Thursday’s letter said the vague public discussion is intentional.

“The number of technology companies providing this service is extremely small, and we will identify these technology companies to Congress in a classified appendix. To protect sensitive sources and methods, the ECSP provision in H.R. 7888 was drafted to avoid unnecessarily alerting foreign adversaries to sensitive collection techniques,” Carlos Uriarte, head of legislative affairs for DOJ, wrote in a Wednesday letter to Senate Intelligence leaders referencing the bill’s number.

“To facilitate appropriate oversight and transparency of the government’s commitment to apply any updated definition of ECSP only for the limited purposes described above, the Department will also report to Congress every six months regarding any applications of the updated definition.”

It’s a revamp of an earlier provision in the House Intelligence bill that sparked concern the language would open up businesses like restaurants and hotels to having to share data created by their patrons while using their internet.

The latest version of the amendment, now a part of the bill, specifically exempts many businesses that serve the public, like restaurants, hotels and libraries, as well as private homes. Still, it’s drawn the ire of privacy advocates.

A senior Justice Department official told The Hill last week the provision “is really an effort both to respond to that opinion, and simply update the statute to keep up with the changes in communications technology.”

“The exceptions in the provision are designed to cover every concern that has been raised. It carves out any type of food service, any type of public accommodation, every type of dwelling — homes, apartment buildings — every type of community facility, from libraries to hospitals, to recreational facilities and day care centers,” the official said.

“Claims that this is a broad expansion of the authority are just incorrect.”

Privacy groups outside of Congress have likewise been critical of the provision.

“The issue is that at pretty much any U.S. business, there are people who are communicating on their devices, and they might be communicating with foreigners overseas, and they might be communicating with foreign targets. And so the idea is that you could get at those foreign targets’ communications, but by picking up international communications that are transmitted through the equipment located in all of these businesses,” Elizabeth Goitein, senior director of the Brennan Center for Justice’s national security program, previously told The Hill.
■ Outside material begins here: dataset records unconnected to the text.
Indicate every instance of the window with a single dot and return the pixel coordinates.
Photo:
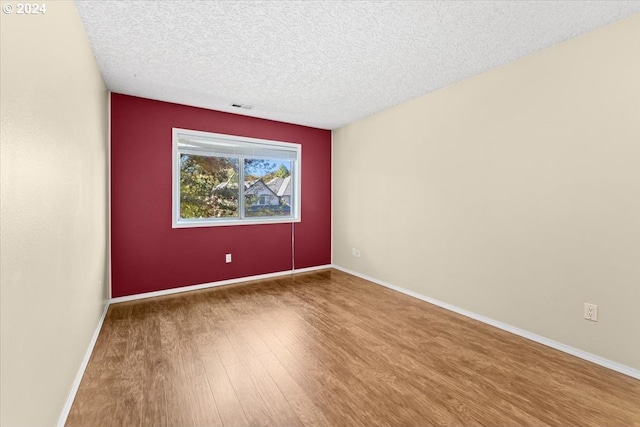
(231, 180)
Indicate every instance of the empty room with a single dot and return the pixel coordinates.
(320, 213)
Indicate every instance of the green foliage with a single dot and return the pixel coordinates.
(208, 187)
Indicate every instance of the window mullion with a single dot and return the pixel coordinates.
(241, 187)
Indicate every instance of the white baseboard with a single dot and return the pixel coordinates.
(214, 284)
(83, 366)
(623, 369)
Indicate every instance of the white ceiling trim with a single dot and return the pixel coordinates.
(320, 63)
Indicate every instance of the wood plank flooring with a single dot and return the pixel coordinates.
(330, 349)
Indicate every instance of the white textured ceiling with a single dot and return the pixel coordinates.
(320, 63)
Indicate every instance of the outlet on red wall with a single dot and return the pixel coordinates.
(148, 255)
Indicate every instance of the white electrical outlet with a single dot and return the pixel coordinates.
(591, 312)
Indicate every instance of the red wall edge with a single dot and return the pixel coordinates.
(148, 255)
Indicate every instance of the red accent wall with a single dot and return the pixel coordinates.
(148, 255)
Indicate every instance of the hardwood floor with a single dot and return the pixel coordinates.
(330, 349)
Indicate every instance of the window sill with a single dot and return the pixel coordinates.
(232, 222)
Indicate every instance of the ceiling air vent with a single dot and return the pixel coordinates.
(245, 106)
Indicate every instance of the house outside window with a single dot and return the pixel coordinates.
(229, 180)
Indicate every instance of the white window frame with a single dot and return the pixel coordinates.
(226, 140)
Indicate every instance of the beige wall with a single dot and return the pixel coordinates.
(514, 194)
(53, 209)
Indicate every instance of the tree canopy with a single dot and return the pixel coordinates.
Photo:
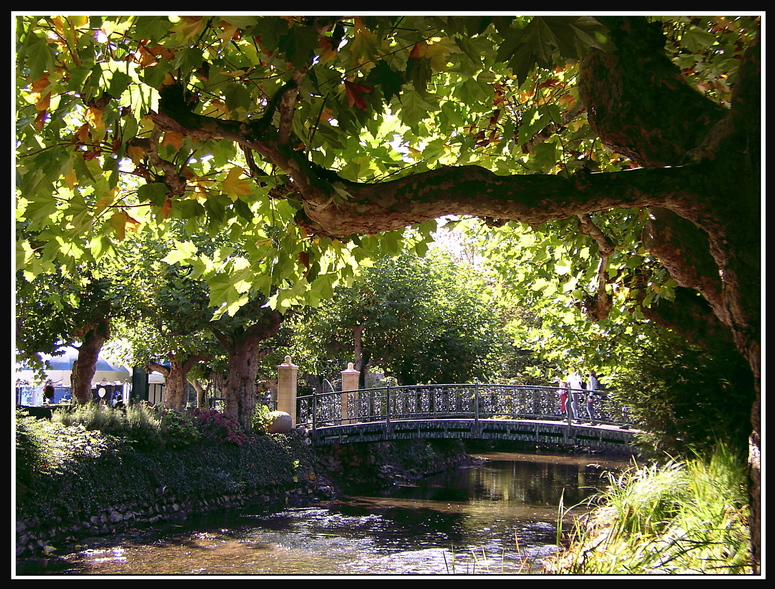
(420, 319)
(313, 141)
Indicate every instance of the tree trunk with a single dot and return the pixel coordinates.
(201, 394)
(176, 386)
(93, 338)
(243, 348)
(241, 384)
(176, 380)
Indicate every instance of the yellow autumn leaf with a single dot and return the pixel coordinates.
(173, 139)
(118, 222)
(135, 153)
(437, 53)
(234, 187)
(71, 179)
(189, 26)
(94, 116)
(227, 34)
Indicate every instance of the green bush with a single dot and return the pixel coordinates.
(682, 517)
(146, 427)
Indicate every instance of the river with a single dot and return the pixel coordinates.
(498, 518)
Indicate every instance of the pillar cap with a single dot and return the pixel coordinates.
(351, 368)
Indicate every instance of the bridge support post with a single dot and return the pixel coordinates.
(286, 388)
(350, 379)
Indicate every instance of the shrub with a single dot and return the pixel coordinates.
(146, 427)
(216, 428)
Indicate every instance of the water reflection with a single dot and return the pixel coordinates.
(498, 518)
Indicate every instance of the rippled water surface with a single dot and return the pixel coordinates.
(498, 518)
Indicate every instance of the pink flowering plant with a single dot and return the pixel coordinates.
(217, 428)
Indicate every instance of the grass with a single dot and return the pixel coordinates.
(682, 517)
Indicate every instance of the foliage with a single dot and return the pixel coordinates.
(685, 396)
(147, 427)
(48, 445)
(382, 96)
(422, 319)
(685, 517)
(216, 428)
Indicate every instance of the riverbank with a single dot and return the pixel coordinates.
(115, 492)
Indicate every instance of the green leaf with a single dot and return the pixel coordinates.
(181, 252)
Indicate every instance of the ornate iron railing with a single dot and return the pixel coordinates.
(465, 401)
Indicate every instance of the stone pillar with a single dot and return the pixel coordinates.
(286, 388)
(350, 379)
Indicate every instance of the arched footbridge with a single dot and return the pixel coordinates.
(466, 411)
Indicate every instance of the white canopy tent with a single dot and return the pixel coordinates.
(58, 373)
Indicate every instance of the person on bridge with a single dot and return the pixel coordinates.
(574, 382)
(592, 387)
(564, 408)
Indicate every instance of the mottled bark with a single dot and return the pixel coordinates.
(92, 338)
(176, 379)
(243, 345)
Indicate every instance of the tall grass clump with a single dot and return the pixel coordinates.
(147, 427)
(682, 517)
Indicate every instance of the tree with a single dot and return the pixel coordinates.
(58, 311)
(524, 119)
(245, 337)
(422, 319)
(171, 335)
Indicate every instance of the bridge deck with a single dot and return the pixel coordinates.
(601, 436)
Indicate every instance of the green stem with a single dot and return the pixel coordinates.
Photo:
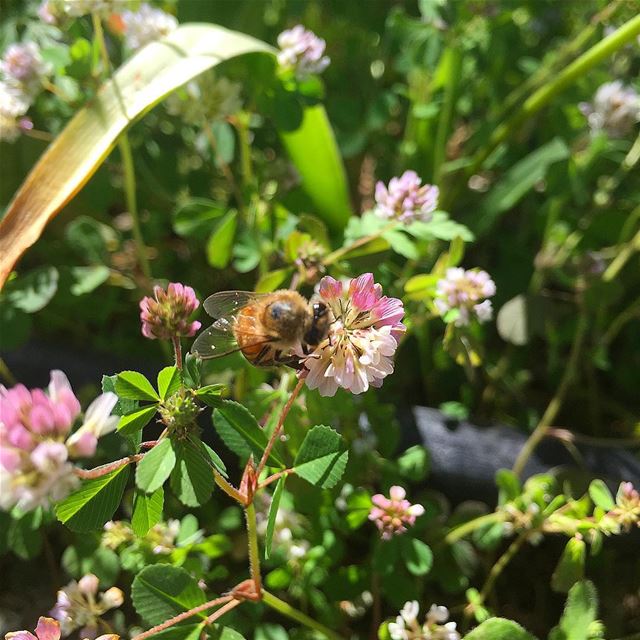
(577, 69)
(501, 564)
(128, 167)
(254, 553)
(287, 610)
(555, 405)
(334, 256)
(468, 527)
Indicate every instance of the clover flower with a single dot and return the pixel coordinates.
(465, 292)
(79, 606)
(393, 515)
(363, 337)
(167, 314)
(35, 445)
(22, 64)
(146, 25)
(302, 51)
(435, 627)
(615, 109)
(406, 199)
(627, 509)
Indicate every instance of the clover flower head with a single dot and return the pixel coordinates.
(146, 25)
(466, 292)
(22, 64)
(435, 627)
(627, 510)
(615, 110)
(406, 199)
(363, 337)
(166, 315)
(302, 51)
(79, 606)
(395, 514)
(13, 104)
(35, 445)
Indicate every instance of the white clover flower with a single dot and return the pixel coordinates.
(363, 337)
(465, 291)
(615, 110)
(302, 52)
(146, 25)
(406, 199)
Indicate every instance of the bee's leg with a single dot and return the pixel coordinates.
(263, 352)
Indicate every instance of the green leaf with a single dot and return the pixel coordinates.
(169, 381)
(499, 629)
(508, 484)
(413, 464)
(601, 495)
(161, 591)
(570, 567)
(32, 291)
(196, 217)
(220, 243)
(123, 406)
(86, 279)
(322, 457)
(314, 151)
(518, 180)
(191, 479)
(272, 280)
(147, 510)
(417, 556)
(143, 80)
(95, 502)
(580, 613)
(134, 386)
(156, 466)
(232, 417)
(136, 420)
(210, 394)
(273, 513)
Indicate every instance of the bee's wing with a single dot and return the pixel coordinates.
(226, 304)
(219, 340)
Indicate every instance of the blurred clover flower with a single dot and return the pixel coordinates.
(466, 293)
(207, 98)
(146, 25)
(34, 457)
(615, 110)
(79, 606)
(627, 509)
(166, 316)
(393, 515)
(406, 199)
(302, 51)
(13, 105)
(435, 627)
(363, 337)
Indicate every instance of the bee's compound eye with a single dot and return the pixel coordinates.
(279, 310)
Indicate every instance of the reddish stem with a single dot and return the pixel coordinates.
(280, 425)
(183, 616)
(222, 610)
(102, 470)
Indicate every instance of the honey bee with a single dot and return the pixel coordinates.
(265, 327)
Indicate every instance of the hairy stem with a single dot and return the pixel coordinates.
(468, 527)
(557, 401)
(279, 426)
(183, 616)
(104, 469)
(287, 610)
(254, 553)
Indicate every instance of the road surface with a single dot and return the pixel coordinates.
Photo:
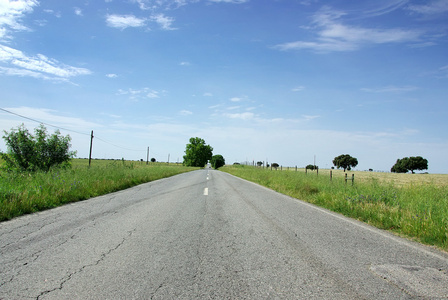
(209, 235)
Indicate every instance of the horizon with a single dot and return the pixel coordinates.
(275, 81)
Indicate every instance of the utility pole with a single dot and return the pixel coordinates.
(91, 142)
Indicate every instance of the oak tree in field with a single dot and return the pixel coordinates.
(197, 153)
(217, 161)
(38, 152)
(410, 164)
(345, 161)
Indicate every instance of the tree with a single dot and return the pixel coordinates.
(410, 164)
(345, 161)
(217, 161)
(197, 153)
(39, 152)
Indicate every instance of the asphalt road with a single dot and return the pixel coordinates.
(209, 235)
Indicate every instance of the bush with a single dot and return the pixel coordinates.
(36, 153)
(217, 161)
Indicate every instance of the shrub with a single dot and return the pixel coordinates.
(27, 152)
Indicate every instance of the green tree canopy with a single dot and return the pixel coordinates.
(345, 161)
(197, 153)
(410, 164)
(217, 161)
(27, 152)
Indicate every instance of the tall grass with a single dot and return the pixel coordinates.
(23, 193)
(418, 211)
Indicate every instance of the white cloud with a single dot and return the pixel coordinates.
(229, 1)
(38, 66)
(237, 99)
(78, 11)
(431, 8)
(124, 21)
(140, 94)
(185, 113)
(333, 35)
(11, 13)
(390, 89)
(242, 116)
(163, 21)
(298, 89)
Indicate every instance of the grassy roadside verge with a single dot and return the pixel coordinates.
(27, 193)
(415, 210)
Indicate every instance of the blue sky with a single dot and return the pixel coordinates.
(277, 80)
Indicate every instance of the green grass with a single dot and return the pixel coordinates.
(23, 193)
(416, 210)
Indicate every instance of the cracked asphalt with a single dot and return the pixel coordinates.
(209, 235)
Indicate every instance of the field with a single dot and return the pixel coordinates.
(23, 193)
(410, 205)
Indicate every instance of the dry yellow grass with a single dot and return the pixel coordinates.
(384, 177)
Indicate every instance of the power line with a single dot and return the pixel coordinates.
(119, 146)
(58, 127)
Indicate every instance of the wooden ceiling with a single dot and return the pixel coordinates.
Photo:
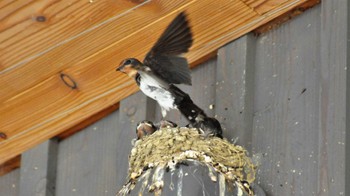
(58, 58)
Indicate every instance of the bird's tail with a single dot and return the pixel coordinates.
(194, 114)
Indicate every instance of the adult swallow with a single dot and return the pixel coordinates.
(145, 128)
(163, 65)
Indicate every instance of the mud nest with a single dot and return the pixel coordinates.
(166, 148)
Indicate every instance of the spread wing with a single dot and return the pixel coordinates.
(164, 58)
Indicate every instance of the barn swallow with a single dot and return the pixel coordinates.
(165, 124)
(163, 65)
(145, 128)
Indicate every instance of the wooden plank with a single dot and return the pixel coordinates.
(32, 106)
(29, 28)
(132, 110)
(286, 17)
(263, 6)
(87, 161)
(88, 121)
(9, 183)
(333, 100)
(235, 89)
(38, 170)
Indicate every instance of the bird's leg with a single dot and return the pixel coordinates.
(163, 113)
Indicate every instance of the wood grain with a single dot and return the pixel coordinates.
(37, 105)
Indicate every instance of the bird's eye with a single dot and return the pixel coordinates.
(127, 62)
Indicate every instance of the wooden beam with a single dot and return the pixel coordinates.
(36, 104)
(92, 119)
(286, 17)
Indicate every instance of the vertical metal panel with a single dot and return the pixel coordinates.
(287, 106)
(87, 161)
(234, 89)
(9, 183)
(333, 73)
(38, 170)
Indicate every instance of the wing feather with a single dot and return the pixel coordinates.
(164, 58)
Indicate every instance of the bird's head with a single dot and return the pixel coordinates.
(144, 128)
(130, 66)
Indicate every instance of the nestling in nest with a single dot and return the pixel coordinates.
(168, 147)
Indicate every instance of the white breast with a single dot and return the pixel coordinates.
(157, 89)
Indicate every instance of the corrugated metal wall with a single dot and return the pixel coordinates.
(283, 94)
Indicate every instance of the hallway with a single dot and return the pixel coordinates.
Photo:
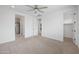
(37, 45)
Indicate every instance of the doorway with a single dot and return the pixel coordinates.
(19, 26)
(68, 26)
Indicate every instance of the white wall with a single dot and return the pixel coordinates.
(53, 26)
(68, 30)
(7, 22)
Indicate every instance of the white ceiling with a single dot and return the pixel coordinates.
(51, 8)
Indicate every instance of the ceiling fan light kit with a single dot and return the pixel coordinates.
(36, 8)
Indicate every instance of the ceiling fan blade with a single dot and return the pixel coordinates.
(40, 10)
(30, 10)
(29, 6)
(36, 6)
(43, 7)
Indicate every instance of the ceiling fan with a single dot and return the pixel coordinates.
(36, 8)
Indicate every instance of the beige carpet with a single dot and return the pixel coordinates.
(38, 45)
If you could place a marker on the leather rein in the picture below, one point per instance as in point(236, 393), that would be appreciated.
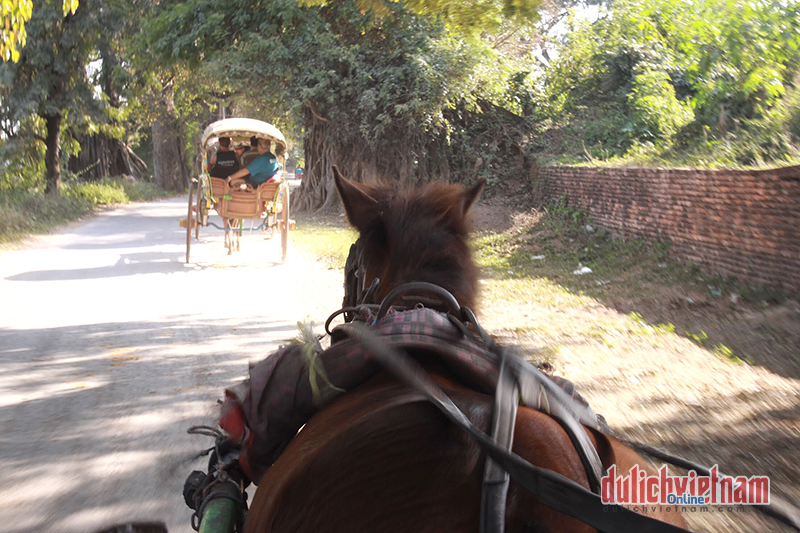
point(517, 380)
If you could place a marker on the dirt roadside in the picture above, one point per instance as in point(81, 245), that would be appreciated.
point(677, 387)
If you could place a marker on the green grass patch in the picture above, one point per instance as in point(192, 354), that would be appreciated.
point(26, 212)
point(328, 240)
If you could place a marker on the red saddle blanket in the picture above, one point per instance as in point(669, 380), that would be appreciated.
point(264, 412)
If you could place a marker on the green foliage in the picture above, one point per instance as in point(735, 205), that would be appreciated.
point(464, 17)
point(657, 113)
point(664, 81)
point(23, 212)
point(98, 193)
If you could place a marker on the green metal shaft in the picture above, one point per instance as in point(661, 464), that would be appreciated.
point(219, 516)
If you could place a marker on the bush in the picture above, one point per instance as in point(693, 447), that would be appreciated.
point(98, 193)
point(24, 212)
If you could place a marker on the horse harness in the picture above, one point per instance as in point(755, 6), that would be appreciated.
point(517, 380)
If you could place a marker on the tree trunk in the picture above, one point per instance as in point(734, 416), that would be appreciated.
point(102, 156)
point(52, 141)
point(169, 167)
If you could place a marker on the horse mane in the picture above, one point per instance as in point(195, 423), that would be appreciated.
point(414, 234)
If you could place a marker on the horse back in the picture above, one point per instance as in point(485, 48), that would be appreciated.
point(381, 458)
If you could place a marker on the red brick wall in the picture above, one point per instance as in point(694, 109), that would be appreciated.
point(743, 223)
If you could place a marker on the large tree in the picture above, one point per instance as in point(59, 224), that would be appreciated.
point(50, 80)
point(368, 91)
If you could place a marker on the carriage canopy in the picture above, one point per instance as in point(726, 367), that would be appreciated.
point(241, 129)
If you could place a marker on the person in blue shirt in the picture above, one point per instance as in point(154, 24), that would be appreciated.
point(262, 168)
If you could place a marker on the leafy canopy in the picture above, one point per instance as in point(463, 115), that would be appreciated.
point(14, 14)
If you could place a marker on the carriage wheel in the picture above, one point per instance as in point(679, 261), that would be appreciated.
point(285, 226)
point(201, 204)
point(189, 220)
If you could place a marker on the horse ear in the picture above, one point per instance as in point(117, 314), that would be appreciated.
point(359, 206)
point(471, 196)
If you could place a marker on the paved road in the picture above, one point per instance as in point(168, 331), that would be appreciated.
point(110, 347)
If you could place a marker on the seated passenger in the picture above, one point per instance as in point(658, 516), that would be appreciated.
point(224, 161)
point(262, 169)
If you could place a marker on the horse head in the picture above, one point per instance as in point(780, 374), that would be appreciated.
point(413, 234)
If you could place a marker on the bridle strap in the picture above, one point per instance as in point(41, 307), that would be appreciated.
point(550, 488)
point(495, 479)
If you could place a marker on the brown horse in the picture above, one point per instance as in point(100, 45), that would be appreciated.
point(382, 458)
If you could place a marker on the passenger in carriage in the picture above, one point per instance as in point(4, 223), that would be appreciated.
point(224, 161)
point(263, 168)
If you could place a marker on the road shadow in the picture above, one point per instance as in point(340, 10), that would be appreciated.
point(115, 413)
point(127, 265)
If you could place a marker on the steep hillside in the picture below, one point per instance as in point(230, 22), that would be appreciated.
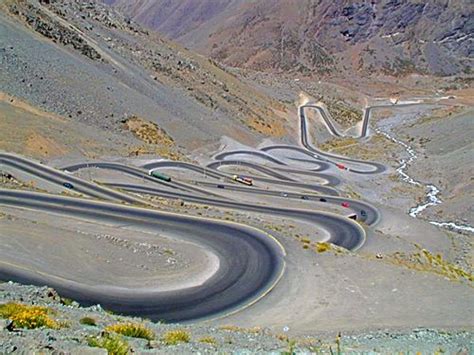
point(89, 64)
point(391, 36)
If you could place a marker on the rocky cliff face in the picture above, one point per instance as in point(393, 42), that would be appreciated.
point(85, 61)
point(392, 36)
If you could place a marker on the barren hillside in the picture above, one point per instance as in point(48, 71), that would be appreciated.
point(91, 65)
point(394, 37)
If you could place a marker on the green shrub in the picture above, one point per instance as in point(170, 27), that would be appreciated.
point(135, 330)
point(113, 343)
point(88, 321)
point(174, 337)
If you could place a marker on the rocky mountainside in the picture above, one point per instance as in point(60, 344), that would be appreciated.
point(395, 37)
point(90, 64)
“What you’re going to see in these establishments is just massive amounts of wholly domestic communications that we’re giving​ the NSA access to. And then the NSA is kind of on the honor system to not retain any of those,” Goitein continued, using an abbreviation for the National Security Agency.

Uriarte in his letter stressed that the provision, like FISA itself, would only be used to target foreigners abroad.

“It would be unlawful under Section 702 to use the modified definition of ECSP to target any entity inside the United States including, for example, any business, home, or place of worship. It would also be unlawful to compel any service provider to target the communications of any person inside the United States, regardless of whether such a person is in contact with a nonU.S. person outside the United States,” he wrote.